Initially, parental, isolated ALDH1⁺, and ALDH1⁻ cells were isolated from tissue samples of six HNSCC patients using the Aldefluor assay and the fluorescence-activated cell sorting (FACS) analysis (Figure 1(a) and Table 1) [13, 35]. It has been reported that cancer stem-like cells can be cultured in suspension to generate floating spheroid-like bodies (SB) under serum-free medium with bFGF and EGF [36]. Interestingly, ALDH1⁺ increased higher tumor spheres-forming capability than that of ALDH1⁻ (Figure 1(b)). Furthermore, ALDH1⁺-derived spheres with regular 10% serum cultivation increased epithelial-attached cells and differentiation marker (CK18)(See Figure 1(a) in supplementary material available online at doi: 10.1155/2011/609259).To evaluate the enhancement of tumorigenicity of HNSCC-ALDH1⁺ cells, soft agar colony formation assays and Matrigel/Transwell-invasion and were examined. Compared with parental and ALDH1⁻, ALDH1⁺ derived from HNSCC Patients no.1 and no. 2 showed colony-forming ability and higher invasion activity (Figures 1(c) and 1(d)). To evaluate the in vivo tumor initiating capability of ALDH1⁺ and ALDH1⁻, we injected 1000, 3000, and 10⁴ cells into the neck of SCID mice. The results showed that 104 ALDH1⁻ did not induce tumor formation but 3,000 ALDH1⁺ from the HNSCC tissues of six patients in xenotransplanted mice all resulted in the generation of visible tumors 6 weeks after injection (Table 1).The results of xenotransplanted analysis further showed that ALDH1⁺ demonstrated higher abilities to induce tumor growth (Figure 1(e)).
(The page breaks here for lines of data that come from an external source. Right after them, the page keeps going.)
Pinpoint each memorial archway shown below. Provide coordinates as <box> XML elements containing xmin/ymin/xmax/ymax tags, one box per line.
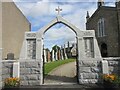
<box><xmin>20</xmin><ymin>15</ymin><xmax>102</xmax><ymax>85</ymax></box>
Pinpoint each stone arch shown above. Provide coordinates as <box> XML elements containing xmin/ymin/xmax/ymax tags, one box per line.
<box><xmin>38</xmin><ymin>16</ymin><xmax>81</xmax><ymax>38</ymax></box>
<box><xmin>20</xmin><ymin>16</ymin><xmax>102</xmax><ymax>85</ymax></box>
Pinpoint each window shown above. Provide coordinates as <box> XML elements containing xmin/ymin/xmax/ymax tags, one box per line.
<box><xmin>98</xmin><ymin>18</ymin><xmax>105</xmax><ymax>37</ymax></box>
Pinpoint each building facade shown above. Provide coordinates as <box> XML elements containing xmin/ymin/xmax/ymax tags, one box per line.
<box><xmin>86</xmin><ymin>0</ymin><xmax>120</xmax><ymax>57</ymax></box>
<box><xmin>0</xmin><ymin>2</ymin><xmax>31</xmax><ymax>59</ymax></box>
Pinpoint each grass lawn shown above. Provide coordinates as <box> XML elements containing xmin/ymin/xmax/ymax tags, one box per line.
<box><xmin>44</xmin><ymin>59</ymin><xmax>76</xmax><ymax>75</ymax></box>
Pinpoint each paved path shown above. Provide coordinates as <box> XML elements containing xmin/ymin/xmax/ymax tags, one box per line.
<box><xmin>44</xmin><ymin>62</ymin><xmax>77</xmax><ymax>84</ymax></box>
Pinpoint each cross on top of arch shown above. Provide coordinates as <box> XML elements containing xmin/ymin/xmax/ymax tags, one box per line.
<box><xmin>55</xmin><ymin>6</ymin><xmax>62</xmax><ymax>15</ymax></box>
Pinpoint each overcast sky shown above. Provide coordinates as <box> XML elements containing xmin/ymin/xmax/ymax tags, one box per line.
<box><xmin>14</xmin><ymin>0</ymin><xmax>116</xmax><ymax>49</ymax></box>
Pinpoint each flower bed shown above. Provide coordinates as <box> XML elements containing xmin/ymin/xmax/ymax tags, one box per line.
<box><xmin>4</xmin><ymin>77</ymin><xmax>20</xmax><ymax>88</ymax></box>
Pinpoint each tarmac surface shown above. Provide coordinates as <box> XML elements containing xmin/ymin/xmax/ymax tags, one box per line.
<box><xmin>44</xmin><ymin>62</ymin><xmax>77</xmax><ymax>85</ymax></box>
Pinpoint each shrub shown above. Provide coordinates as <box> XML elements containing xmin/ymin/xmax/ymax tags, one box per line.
<box><xmin>5</xmin><ymin>77</ymin><xmax>20</xmax><ymax>88</ymax></box>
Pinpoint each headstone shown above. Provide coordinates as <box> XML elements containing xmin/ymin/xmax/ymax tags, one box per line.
<box><xmin>55</xmin><ymin>51</ymin><xmax>58</xmax><ymax>60</ymax></box>
<box><xmin>43</xmin><ymin>49</ymin><xmax>47</xmax><ymax>62</ymax></box>
<box><xmin>84</xmin><ymin>38</ymin><xmax>94</xmax><ymax>58</ymax></box>
<box><xmin>7</xmin><ymin>53</ymin><xmax>14</xmax><ymax>60</ymax></box>
<box><xmin>13</xmin><ymin>62</ymin><xmax>20</xmax><ymax>78</ymax></box>
<box><xmin>64</xmin><ymin>44</ymin><xmax>68</xmax><ymax>59</ymax></box>
<box><xmin>102</xmin><ymin>60</ymin><xmax>109</xmax><ymax>74</ymax></box>
<box><xmin>60</xmin><ymin>46</ymin><xmax>64</xmax><ymax>60</ymax></box>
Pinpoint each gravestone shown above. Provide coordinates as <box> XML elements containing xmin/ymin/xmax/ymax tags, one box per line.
<box><xmin>64</xmin><ymin>44</ymin><xmax>68</xmax><ymax>59</ymax></box>
<box><xmin>52</xmin><ymin>50</ymin><xmax>55</xmax><ymax>61</ymax></box>
<box><xmin>7</xmin><ymin>53</ymin><xmax>14</xmax><ymax>60</ymax></box>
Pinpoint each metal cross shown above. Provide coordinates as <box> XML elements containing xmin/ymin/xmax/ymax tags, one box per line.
<box><xmin>55</xmin><ymin>6</ymin><xmax>62</xmax><ymax>15</ymax></box>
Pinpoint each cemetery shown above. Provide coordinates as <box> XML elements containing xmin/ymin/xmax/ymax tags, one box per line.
<box><xmin>0</xmin><ymin>13</ymin><xmax>119</xmax><ymax>87</ymax></box>
<box><xmin>0</xmin><ymin>0</ymin><xmax>120</xmax><ymax>89</ymax></box>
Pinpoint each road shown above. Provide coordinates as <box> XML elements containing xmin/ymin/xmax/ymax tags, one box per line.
<box><xmin>44</xmin><ymin>62</ymin><xmax>77</xmax><ymax>84</ymax></box>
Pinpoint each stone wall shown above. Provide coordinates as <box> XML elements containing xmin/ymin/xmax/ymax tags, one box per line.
<box><xmin>2</xmin><ymin>60</ymin><xmax>42</xmax><ymax>86</ymax></box>
<box><xmin>78</xmin><ymin>60</ymin><xmax>102</xmax><ymax>84</ymax></box>
<box><xmin>103</xmin><ymin>57</ymin><xmax>120</xmax><ymax>75</ymax></box>
<box><xmin>20</xmin><ymin>60</ymin><xmax>42</xmax><ymax>85</ymax></box>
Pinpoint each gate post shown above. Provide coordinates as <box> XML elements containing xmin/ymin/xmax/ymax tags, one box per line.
<box><xmin>36</xmin><ymin>38</ymin><xmax>43</xmax><ymax>85</ymax></box>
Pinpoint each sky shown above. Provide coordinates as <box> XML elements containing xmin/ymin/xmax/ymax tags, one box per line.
<box><xmin>11</xmin><ymin>0</ymin><xmax>116</xmax><ymax>49</ymax></box>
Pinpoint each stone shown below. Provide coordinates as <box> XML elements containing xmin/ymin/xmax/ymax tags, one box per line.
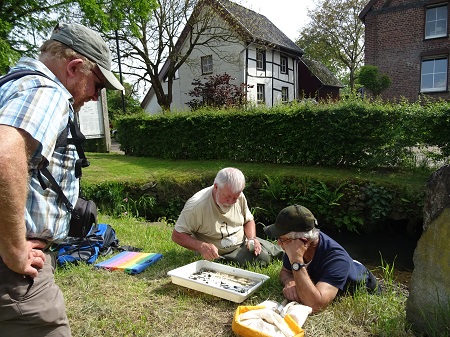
<box><xmin>406</xmin><ymin>165</ymin><xmax>450</xmax><ymax>336</ymax></box>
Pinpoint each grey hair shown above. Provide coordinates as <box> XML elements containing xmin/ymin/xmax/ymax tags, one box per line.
<box><xmin>286</xmin><ymin>228</ymin><xmax>320</xmax><ymax>241</ymax></box>
<box><xmin>39</xmin><ymin>40</ymin><xmax>96</xmax><ymax>74</ymax></box>
<box><xmin>214</xmin><ymin>167</ymin><xmax>245</xmax><ymax>193</ymax></box>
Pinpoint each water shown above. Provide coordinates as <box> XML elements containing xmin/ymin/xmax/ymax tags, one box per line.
<box><xmin>324</xmin><ymin>226</ymin><xmax>418</xmax><ymax>286</ymax></box>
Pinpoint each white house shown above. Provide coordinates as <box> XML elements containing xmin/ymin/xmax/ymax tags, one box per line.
<box><xmin>141</xmin><ymin>0</ymin><xmax>303</xmax><ymax>114</ymax></box>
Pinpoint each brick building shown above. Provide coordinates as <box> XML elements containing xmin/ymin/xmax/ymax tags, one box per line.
<box><xmin>359</xmin><ymin>0</ymin><xmax>450</xmax><ymax>102</ymax></box>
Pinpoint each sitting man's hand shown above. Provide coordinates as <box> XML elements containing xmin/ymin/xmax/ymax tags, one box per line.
<box><xmin>199</xmin><ymin>242</ymin><xmax>219</xmax><ymax>261</ymax></box>
<box><xmin>283</xmin><ymin>280</ymin><xmax>300</xmax><ymax>303</ymax></box>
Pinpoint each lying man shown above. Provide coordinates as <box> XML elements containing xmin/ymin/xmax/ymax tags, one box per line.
<box><xmin>264</xmin><ymin>205</ymin><xmax>380</xmax><ymax>312</ymax></box>
<box><xmin>172</xmin><ymin>167</ymin><xmax>283</xmax><ymax>265</ymax></box>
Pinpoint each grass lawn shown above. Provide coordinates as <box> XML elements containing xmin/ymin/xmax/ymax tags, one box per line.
<box><xmin>83</xmin><ymin>153</ymin><xmax>431</xmax><ymax>189</ymax></box>
<box><xmin>56</xmin><ymin>214</ymin><xmax>413</xmax><ymax>337</ymax></box>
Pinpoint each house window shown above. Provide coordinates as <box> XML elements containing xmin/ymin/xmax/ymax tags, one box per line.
<box><xmin>281</xmin><ymin>87</ymin><xmax>289</xmax><ymax>103</ymax></box>
<box><xmin>256</xmin><ymin>49</ymin><xmax>266</xmax><ymax>70</ymax></box>
<box><xmin>425</xmin><ymin>6</ymin><xmax>447</xmax><ymax>39</ymax></box>
<box><xmin>256</xmin><ymin>84</ymin><xmax>266</xmax><ymax>104</ymax></box>
<box><xmin>202</xmin><ymin>55</ymin><xmax>212</xmax><ymax>74</ymax></box>
<box><xmin>280</xmin><ymin>55</ymin><xmax>288</xmax><ymax>74</ymax></box>
<box><xmin>420</xmin><ymin>57</ymin><xmax>448</xmax><ymax>92</ymax></box>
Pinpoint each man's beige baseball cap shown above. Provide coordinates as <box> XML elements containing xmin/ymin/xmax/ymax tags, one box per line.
<box><xmin>50</xmin><ymin>23</ymin><xmax>124</xmax><ymax>90</ymax></box>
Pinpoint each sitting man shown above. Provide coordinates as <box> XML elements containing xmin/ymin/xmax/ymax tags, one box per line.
<box><xmin>172</xmin><ymin>167</ymin><xmax>283</xmax><ymax>265</ymax></box>
<box><xmin>264</xmin><ymin>205</ymin><xmax>380</xmax><ymax>312</ymax></box>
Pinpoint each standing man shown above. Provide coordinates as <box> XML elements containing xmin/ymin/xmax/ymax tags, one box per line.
<box><xmin>0</xmin><ymin>23</ymin><xmax>123</xmax><ymax>337</ymax></box>
<box><xmin>264</xmin><ymin>205</ymin><xmax>380</xmax><ymax>312</ymax></box>
<box><xmin>172</xmin><ymin>167</ymin><xmax>283</xmax><ymax>265</ymax></box>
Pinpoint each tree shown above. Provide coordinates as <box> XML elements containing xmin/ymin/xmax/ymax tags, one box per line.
<box><xmin>107</xmin><ymin>82</ymin><xmax>143</xmax><ymax>121</ymax></box>
<box><xmin>78</xmin><ymin>0</ymin><xmax>241</xmax><ymax>111</ymax></box>
<box><xmin>187</xmin><ymin>73</ymin><xmax>250</xmax><ymax>110</ymax></box>
<box><xmin>296</xmin><ymin>0</ymin><xmax>367</xmax><ymax>91</ymax></box>
<box><xmin>357</xmin><ymin>65</ymin><xmax>391</xmax><ymax>96</ymax></box>
<box><xmin>0</xmin><ymin>0</ymin><xmax>72</xmax><ymax>74</ymax></box>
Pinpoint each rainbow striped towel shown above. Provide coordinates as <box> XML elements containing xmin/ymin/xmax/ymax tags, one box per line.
<box><xmin>94</xmin><ymin>252</ymin><xmax>162</xmax><ymax>275</ymax></box>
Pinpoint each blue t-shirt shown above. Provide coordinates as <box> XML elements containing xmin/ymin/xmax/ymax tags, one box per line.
<box><xmin>283</xmin><ymin>232</ymin><xmax>368</xmax><ymax>291</ymax></box>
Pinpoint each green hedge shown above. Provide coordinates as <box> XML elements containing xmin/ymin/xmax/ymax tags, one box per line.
<box><xmin>117</xmin><ymin>99</ymin><xmax>450</xmax><ymax>167</ymax></box>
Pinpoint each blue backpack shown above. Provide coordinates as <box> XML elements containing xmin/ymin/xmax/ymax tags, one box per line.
<box><xmin>55</xmin><ymin>224</ymin><xmax>119</xmax><ymax>266</ymax></box>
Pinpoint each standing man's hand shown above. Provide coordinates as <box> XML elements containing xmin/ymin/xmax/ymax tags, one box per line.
<box><xmin>199</xmin><ymin>242</ymin><xmax>219</xmax><ymax>261</ymax></box>
<box><xmin>247</xmin><ymin>238</ymin><xmax>262</xmax><ymax>256</ymax></box>
<box><xmin>2</xmin><ymin>240</ymin><xmax>45</xmax><ymax>278</ymax></box>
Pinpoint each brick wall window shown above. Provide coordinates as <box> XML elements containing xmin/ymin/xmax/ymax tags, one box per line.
<box><xmin>425</xmin><ymin>5</ymin><xmax>448</xmax><ymax>39</ymax></box>
<box><xmin>256</xmin><ymin>84</ymin><xmax>266</xmax><ymax>104</ymax></box>
<box><xmin>256</xmin><ymin>49</ymin><xmax>266</xmax><ymax>70</ymax></box>
<box><xmin>281</xmin><ymin>87</ymin><xmax>289</xmax><ymax>103</ymax></box>
<box><xmin>280</xmin><ymin>55</ymin><xmax>288</xmax><ymax>74</ymax></box>
<box><xmin>201</xmin><ymin>55</ymin><xmax>213</xmax><ymax>74</ymax></box>
<box><xmin>420</xmin><ymin>57</ymin><xmax>448</xmax><ymax>92</ymax></box>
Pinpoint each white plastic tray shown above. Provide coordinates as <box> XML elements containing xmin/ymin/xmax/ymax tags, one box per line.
<box><xmin>167</xmin><ymin>260</ymin><xmax>269</xmax><ymax>303</ymax></box>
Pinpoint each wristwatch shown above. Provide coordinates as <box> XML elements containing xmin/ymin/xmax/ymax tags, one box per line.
<box><xmin>291</xmin><ymin>262</ymin><xmax>305</xmax><ymax>271</ymax></box>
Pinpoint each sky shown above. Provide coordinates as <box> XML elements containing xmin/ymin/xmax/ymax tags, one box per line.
<box><xmin>233</xmin><ymin>0</ymin><xmax>314</xmax><ymax>42</ymax></box>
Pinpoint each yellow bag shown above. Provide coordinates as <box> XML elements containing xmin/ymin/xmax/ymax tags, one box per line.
<box><xmin>231</xmin><ymin>305</ymin><xmax>305</xmax><ymax>337</ymax></box>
Lastly, serial xenotransplanted analysis suggested that ALDH1⁺ had in vivo self-renewal ability (Supplementary Figure 1(b)). Based on these findings, the ALDH1⁺-lineage cells isolated from HNSCC patients presented the significant tumor-initiating abilities, especially in ALDH1⁺ cells from patients no. 1 and no. 2. Real-time RT-PCR data demonstrated that the stemness and EMT-related genes (especially in Bmi-1 and Snail) were significantly activated in HNSCC ALDH1⁺ (Table 2 and data not shown).

Figure 1.

Isolation and Characterization of HNSCC-derived ALDH1-positive Cells. (a) Analyzing and sorting ALDH1⁺-positive and ALDH1⁻-negative from HNSCC tissues via FACScan. DEAB, an inhibitor of ALDH1, was used for negative control. (b) Evaluation of sphere body formation in the parental cells, ALDH1⁻ cells, and ALDH1⁺cells. Sphere bodies were counted after 1 week. The numbers of resultant colonies (c) and invasion cells (d) from parental cells, ALDH1⁺ cells, and ALDH1⁻cells were counted in vitro. (e) Macroscopic features of cells in a nude mouse at 6 weeks after xenotransplantation. Blue arrow indicates the site of injection of ALDH1⁻cells. Red arrow indicates the site of injection of ALDH1⁺cells. Yellow arrow indicates the site of injection of ALDH1⁺cells. *P < .05. Data shown here are the mean ± SD of three experiments.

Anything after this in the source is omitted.